The_Real_David_Charles
Community Member

Dear Purple,

Change is terrible when depressed.  I think we hang onto to the local surroundings, local walks, communities we know, etc, to feel safe and secure.   My 2 oldest kids moved out and have been called their unit The Batcave which seems to fit your reasons for not wanting to leave a snug unit.

Logically, your "won't cope" mentality for moving to a loving relative it a bit at odds with the "definately wouldn't cope if evicted" scenario.  There is no point to try and carry on if the battle of rentals has already been decided.   But the move will give you a whole new scenario and it might be fantastic if their are grandchildren involved.

I don't even buy many new clothes for the same reasons - I'm feeling depressed and might do myself in next week.  What's the point of buying this $20 shirt ?  But, for me, this is more of a habit.  A bad habit.   We all tend to assume that the worst will happen.   Depression is one big non event.

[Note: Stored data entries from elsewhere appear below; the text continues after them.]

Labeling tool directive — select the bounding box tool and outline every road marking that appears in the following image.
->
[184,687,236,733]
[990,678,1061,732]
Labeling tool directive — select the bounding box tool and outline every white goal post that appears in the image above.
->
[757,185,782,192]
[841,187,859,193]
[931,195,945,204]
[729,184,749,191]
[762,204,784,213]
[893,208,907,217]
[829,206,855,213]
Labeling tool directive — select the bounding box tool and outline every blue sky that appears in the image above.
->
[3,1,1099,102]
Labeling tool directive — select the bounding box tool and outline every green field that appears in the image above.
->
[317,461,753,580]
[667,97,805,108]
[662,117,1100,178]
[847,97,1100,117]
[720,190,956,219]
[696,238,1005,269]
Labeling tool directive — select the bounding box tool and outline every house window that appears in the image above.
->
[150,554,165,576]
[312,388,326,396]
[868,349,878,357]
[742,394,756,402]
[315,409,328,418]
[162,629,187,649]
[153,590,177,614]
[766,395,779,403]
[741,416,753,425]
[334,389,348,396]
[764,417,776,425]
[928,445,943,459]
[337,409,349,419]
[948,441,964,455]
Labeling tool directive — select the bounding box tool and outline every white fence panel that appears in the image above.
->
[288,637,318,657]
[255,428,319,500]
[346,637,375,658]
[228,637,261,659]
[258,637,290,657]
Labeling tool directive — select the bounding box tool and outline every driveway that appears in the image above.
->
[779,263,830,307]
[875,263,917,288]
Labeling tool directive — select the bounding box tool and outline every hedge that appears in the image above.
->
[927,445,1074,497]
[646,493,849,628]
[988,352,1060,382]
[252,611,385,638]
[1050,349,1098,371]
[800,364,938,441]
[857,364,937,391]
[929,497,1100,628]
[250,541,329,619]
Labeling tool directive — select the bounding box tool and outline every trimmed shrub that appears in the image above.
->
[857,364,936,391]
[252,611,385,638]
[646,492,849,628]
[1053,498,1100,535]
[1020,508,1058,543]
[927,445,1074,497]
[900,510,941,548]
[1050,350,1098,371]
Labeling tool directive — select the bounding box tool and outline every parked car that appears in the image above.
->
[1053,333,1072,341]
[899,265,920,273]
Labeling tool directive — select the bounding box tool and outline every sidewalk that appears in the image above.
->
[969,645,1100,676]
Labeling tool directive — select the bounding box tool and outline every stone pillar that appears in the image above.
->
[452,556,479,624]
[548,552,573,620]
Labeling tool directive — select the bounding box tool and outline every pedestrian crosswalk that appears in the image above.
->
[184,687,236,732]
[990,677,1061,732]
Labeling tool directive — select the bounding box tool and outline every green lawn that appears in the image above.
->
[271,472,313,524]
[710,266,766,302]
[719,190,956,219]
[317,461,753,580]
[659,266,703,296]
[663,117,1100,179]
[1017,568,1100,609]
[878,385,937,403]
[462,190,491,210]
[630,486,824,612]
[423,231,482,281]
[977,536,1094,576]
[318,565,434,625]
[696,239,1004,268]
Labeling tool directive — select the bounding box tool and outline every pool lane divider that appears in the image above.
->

Good Luck connecting with the new area & health services.Adios, David.

 

 

 

geoff
Champion Alumni
Champion Alumni

dear Purple, I agree with David Charles especially if you get on well with your grand kids, but you might have to set your own boundaries, because there will be plenty of times when you want to sleep and not be disturbed, I realise that this maybe 99% of the time, but when I was depressed kids always seemed to put a bit of excitement in me, if that's possible.

Basic things, well I was asked or should I say told to build a rabbit cage, simple if you're not depressed, but it took my a couple of months to do it, I didn't want to, but back then I could do it in the shed, arr, that should be a bonus, because that's where the bottle was.

I hope that you get some help to clean the unit just to make sure your bond money is returned to you.

What I would also do is to click on 'resources' at the top of the page and get BB to send out all the information on depression, it's free.

The only reason I want you to do this is because the grand kids will be asking questions if they aren't old enough to understand it, and this may also include your daughter.

You will probably be asked 'why are you so sad', but you won't have an answer to this, because depression is such a complex illness.

Finding a way to overcome depression is like trying to get out of a maze, we keep trying but it takes so long to find the exit. Please stay in touch with us. Geoff.